'Napkin-ring Sign' on CT Identifies High-Risk Coronary Lesions

January 25, 2013

BOSTON — Researchers are proposing a new way of classifying angiography findings on CT that they say may do a better job of distinguishing high-risk, unstable plaques from those that are less likely to pose acute problems. Dr Pál Maurovich-Horvat (Semmelweis University, Budapest, Hungary), while working in Dr Udo Hoffmann's group at Massachusetts General Hospital, has and colleagues have identified a ringlike attenuation pattern of coronary atherosclerotic plaque, dubbed the "napkin-ring sign," that they say can identify advanced coronary lesions with a specificity of 99%.

"Early CT scans did not have very good spatial and temporal resolution," lead investigator Maurovich-Horvat told heartwire . "With those scanners, they were able to identify calcified plaques, noncalcified plaques, and mixed plaque. It's a very simple way of classifying the plaque, but the challenge with the existing technology has been to further differentiate these plaques into low-risk and high-risk, such as plaques that are rich in lipids."

The study, conducted along with US researchers from Massachusetts General Hospital and the CVPath Institute, is published in the December 2012 issue of the Journal of the American College of Cardiology: Imaging.

The introduction of 256-slice and 320-slice CT scanners has improved temporal and spatial resolution and this, along with better reconstruction algorithms and postprocessing tools, has helped operators  to better identify structures within the coronary plaque. Maurovich-Horvat and colleagues previously published data identifying novel plaque attenuation patterns. The researchers identified a ringlike attenuation of the noncalcified portion of the coronary atherosclerotic lesions, which they called the napkin-ring sign. The napkin-ring sign is indicative of an advanced lesion rich in lipids and has been associated with high-risk plaques in other studies.

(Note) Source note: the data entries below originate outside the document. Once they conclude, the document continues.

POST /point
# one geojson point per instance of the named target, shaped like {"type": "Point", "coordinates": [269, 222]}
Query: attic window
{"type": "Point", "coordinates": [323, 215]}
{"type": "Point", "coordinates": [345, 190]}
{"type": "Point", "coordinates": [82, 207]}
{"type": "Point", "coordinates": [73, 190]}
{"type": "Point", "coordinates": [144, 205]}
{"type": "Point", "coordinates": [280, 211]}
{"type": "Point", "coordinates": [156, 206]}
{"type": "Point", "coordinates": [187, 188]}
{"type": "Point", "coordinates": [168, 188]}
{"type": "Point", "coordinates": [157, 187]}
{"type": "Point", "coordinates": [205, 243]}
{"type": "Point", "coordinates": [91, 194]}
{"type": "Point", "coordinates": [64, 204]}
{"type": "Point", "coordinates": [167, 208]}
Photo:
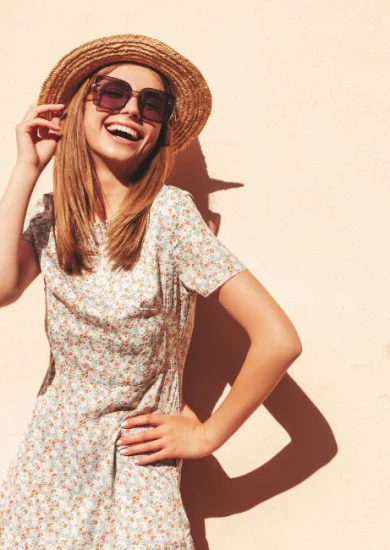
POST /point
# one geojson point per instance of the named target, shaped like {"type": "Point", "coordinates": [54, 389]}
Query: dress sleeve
{"type": "Point", "coordinates": [202, 261]}
{"type": "Point", "coordinates": [35, 219]}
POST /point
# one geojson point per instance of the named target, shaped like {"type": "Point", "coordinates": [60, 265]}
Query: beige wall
{"type": "Point", "coordinates": [296, 158]}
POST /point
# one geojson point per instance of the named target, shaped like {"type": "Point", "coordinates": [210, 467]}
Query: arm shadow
{"type": "Point", "coordinates": [214, 360]}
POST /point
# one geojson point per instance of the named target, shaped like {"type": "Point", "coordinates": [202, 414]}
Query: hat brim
{"type": "Point", "coordinates": [193, 96]}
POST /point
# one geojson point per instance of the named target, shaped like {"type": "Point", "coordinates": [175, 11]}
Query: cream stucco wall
{"type": "Point", "coordinates": [295, 159]}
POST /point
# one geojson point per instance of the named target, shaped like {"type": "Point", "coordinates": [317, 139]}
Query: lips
{"type": "Point", "coordinates": [121, 140]}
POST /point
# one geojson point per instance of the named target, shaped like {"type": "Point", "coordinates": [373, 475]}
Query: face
{"type": "Point", "coordinates": [108, 148]}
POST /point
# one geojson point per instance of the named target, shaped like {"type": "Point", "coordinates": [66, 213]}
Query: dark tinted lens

In the new study, the researchers performed CT angiograms in seven explanted hearts (six donors had died of natural causes, one of suicide), simulating the physiological conditions of living hearts, and intraluminal contrast to mime the kind of enhancement seen in in vivo hearts. In all, 21 coronary arteries were imaged using CCTA and categorized according to conventional plaque categories (noncalcified, mixed, or calcified plaque) as well as according to plaque patterns (homogenous or heterogeneous with or without napkin-ring sign). After the imaging studies, the arteries were excised, prepared, and sectioned for histological analysis to confirm the findings derived from the plaque pattern seen on CCTA and to see whether that plaque pattern could differentiate between early and advanced coronary lesions.

In total, 611 histological sections were obtained and coregistered with the CCTA images. No plaques were identified in 21.9% of the sections, noncalcified plaques were identified in 41.6% of the sections, and mixed plaques were identified in 31.3% of histological sections. These mixed and noncalcified plaques were then further classified according to plaque patterns.

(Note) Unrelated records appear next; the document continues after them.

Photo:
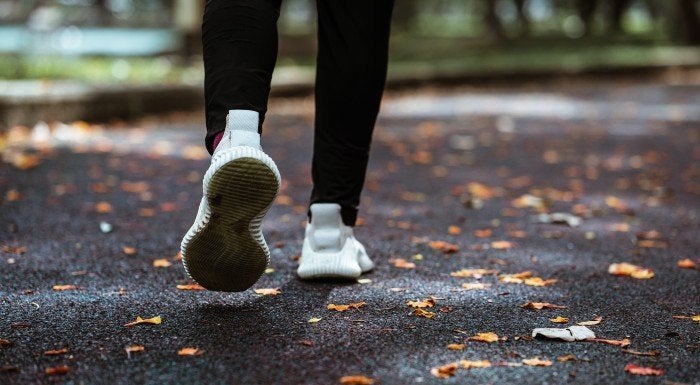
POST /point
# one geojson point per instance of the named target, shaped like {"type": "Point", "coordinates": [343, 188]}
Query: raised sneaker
{"type": "Point", "coordinates": [330, 249]}
{"type": "Point", "coordinates": [224, 250]}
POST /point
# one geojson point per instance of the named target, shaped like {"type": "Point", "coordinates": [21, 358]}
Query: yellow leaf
{"type": "Point", "coordinates": [150, 321]}
{"type": "Point", "coordinates": [484, 337]}
{"type": "Point", "coordinates": [190, 352]}
{"type": "Point", "coordinates": [537, 362]}
{"type": "Point", "coordinates": [559, 320]}
{"type": "Point", "coordinates": [162, 262]}
{"type": "Point", "coordinates": [268, 291]}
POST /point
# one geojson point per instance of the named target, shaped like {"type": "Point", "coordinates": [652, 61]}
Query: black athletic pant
{"type": "Point", "coordinates": [240, 50]}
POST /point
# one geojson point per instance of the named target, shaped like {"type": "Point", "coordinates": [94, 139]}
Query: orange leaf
{"type": "Point", "coordinates": [56, 352]}
{"type": "Point", "coordinates": [190, 352]}
{"type": "Point", "coordinates": [541, 305]}
{"type": "Point", "coordinates": [484, 337]}
{"type": "Point", "coordinates": [444, 371]}
{"type": "Point", "coordinates": [268, 291]}
{"type": "Point", "coordinates": [356, 380]}
{"type": "Point", "coordinates": [643, 370]}
{"type": "Point", "coordinates": [537, 362]}
{"type": "Point", "coordinates": [149, 321]}
{"type": "Point", "coordinates": [687, 263]}
{"type": "Point", "coordinates": [631, 270]}
{"type": "Point", "coordinates": [193, 286]}
{"type": "Point", "coordinates": [64, 287]}
{"type": "Point", "coordinates": [62, 369]}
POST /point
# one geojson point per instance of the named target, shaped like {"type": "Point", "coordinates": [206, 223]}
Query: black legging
{"type": "Point", "coordinates": [240, 50]}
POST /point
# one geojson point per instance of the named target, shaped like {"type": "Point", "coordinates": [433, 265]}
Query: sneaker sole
{"type": "Point", "coordinates": [227, 252]}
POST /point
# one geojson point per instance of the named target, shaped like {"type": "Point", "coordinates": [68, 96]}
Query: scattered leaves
{"type": "Point", "coordinates": [189, 351]}
{"type": "Point", "coordinates": [643, 370]}
{"type": "Point", "coordinates": [149, 321]}
{"type": "Point", "coordinates": [268, 291]}
{"type": "Point", "coordinates": [631, 270]}
{"type": "Point", "coordinates": [541, 305]}
{"type": "Point", "coordinates": [355, 305]}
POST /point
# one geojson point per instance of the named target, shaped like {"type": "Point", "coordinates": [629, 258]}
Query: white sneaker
{"type": "Point", "coordinates": [224, 249]}
{"type": "Point", "coordinates": [330, 249]}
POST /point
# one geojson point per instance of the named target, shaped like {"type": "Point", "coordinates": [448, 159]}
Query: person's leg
{"type": "Point", "coordinates": [225, 249]}
{"type": "Point", "coordinates": [353, 42]}
{"type": "Point", "coordinates": [239, 39]}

With the histological results used as benchmarks, researchers were able to identify plaques categorized on CCTA as noncalcified or mixed as advanced lesions with a moderate specificity of 57.9% and 72.1%, respectively, similar to the specificity yielded by plaques categorized as homogenous (with no different attenuation patterns within the plaque) and heterogeneous plaques (with at least two regions of visually distinguished attenuation on CCTA).

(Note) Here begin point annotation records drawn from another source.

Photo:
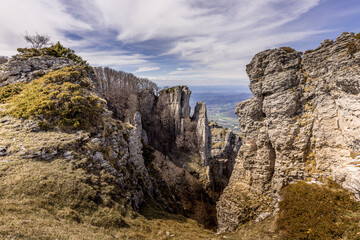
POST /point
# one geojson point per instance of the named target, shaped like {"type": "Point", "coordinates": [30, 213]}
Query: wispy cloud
{"type": "Point", "coordinates": [146, 69]}
{"type": "Point", "coordinates": [201, 40]}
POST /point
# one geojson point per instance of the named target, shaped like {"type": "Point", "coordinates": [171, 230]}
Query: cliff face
{"type": "Point", "coordinates": [224, 149]}
{"type": "Point", "coordinates": [302, 124]}
{"type": "Point", "coordinates": [182, 143]}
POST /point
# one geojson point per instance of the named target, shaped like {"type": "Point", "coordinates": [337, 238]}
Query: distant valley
{"type": "Point", "coordinates": [220, 102]}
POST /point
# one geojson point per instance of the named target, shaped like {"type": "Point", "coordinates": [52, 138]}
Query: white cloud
{"type": "Point", "coordinates": [215, 39]}
{"type": "Point", "coordinates": [20, 16]}
{"type": "Point", "coordinates": [146, 69]}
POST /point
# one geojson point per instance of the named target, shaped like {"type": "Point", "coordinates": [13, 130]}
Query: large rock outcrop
{"type": "Point", "coordinates": [302, 124]}
{"type": "Point", "coordinates": [224, 150]}
{"type": "Point", "coordinates": [113, 148]}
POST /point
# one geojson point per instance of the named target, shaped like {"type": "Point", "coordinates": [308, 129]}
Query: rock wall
{"type": "Point", "coordinates": [115, 149]}
{"type": "Point", "coordinates": [302, 124]}
{"type": "Point", "coordinates": [224, 149]}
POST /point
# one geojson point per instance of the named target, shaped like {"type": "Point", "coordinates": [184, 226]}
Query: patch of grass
{"type": "Point", "coordinates": [54, 200]}
{"type": "Point", "coordinates": [218, 145]}
{"type": "Point", "coordinates": [59, 99]}
{"type": "Point", "coordinates": [311, 211]}
{"type": "Point", "coordinates": [56, 50]}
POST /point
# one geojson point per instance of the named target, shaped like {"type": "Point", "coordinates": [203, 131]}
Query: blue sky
{"type": "Point", "coordinates": [193, 42]}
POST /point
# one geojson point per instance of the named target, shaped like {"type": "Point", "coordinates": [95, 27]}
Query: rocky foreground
{"type": "Point", "coordinates": [144, 169]}
{"type": "Point", "coordinates": [302, 124]}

By contrast, the specificity of the napkin-ring sign to identify coronary lesions confirmed histologically was 98.9%.

"This mean that if you see the napkin-ring sign on coronary CTA, it's almost 100% that this is a high-risk lesion or even a thin-cap fibrous atheroma," said Maurovich-Horvat. "This is important if you like to use CT as a gatekeeper." He added that if the napkin-ring sign is identified with CT, clinicians might opt for optical coherence tomography (OCT) to confirm that the lesion is indeed high risk. Some have even proposed a role for prophylactic stenting in this setting. A bioabsorbable stent, for example, could be implanted to eliminate the risk associated with the vulnerable plaque, Maurovich-Horvat suggested.

However, such strategies are still some ways down the road. While there is a hope that the novel nomenclature--homogenous, heterogeneous, and napkin-ring sign plaques--can help identify at-risk patients, there is still a need to conduct large-scale prospective clinical trials to assess the prognostic ability of the napkin-ring sign lesion on CCTA to predict future clinical events.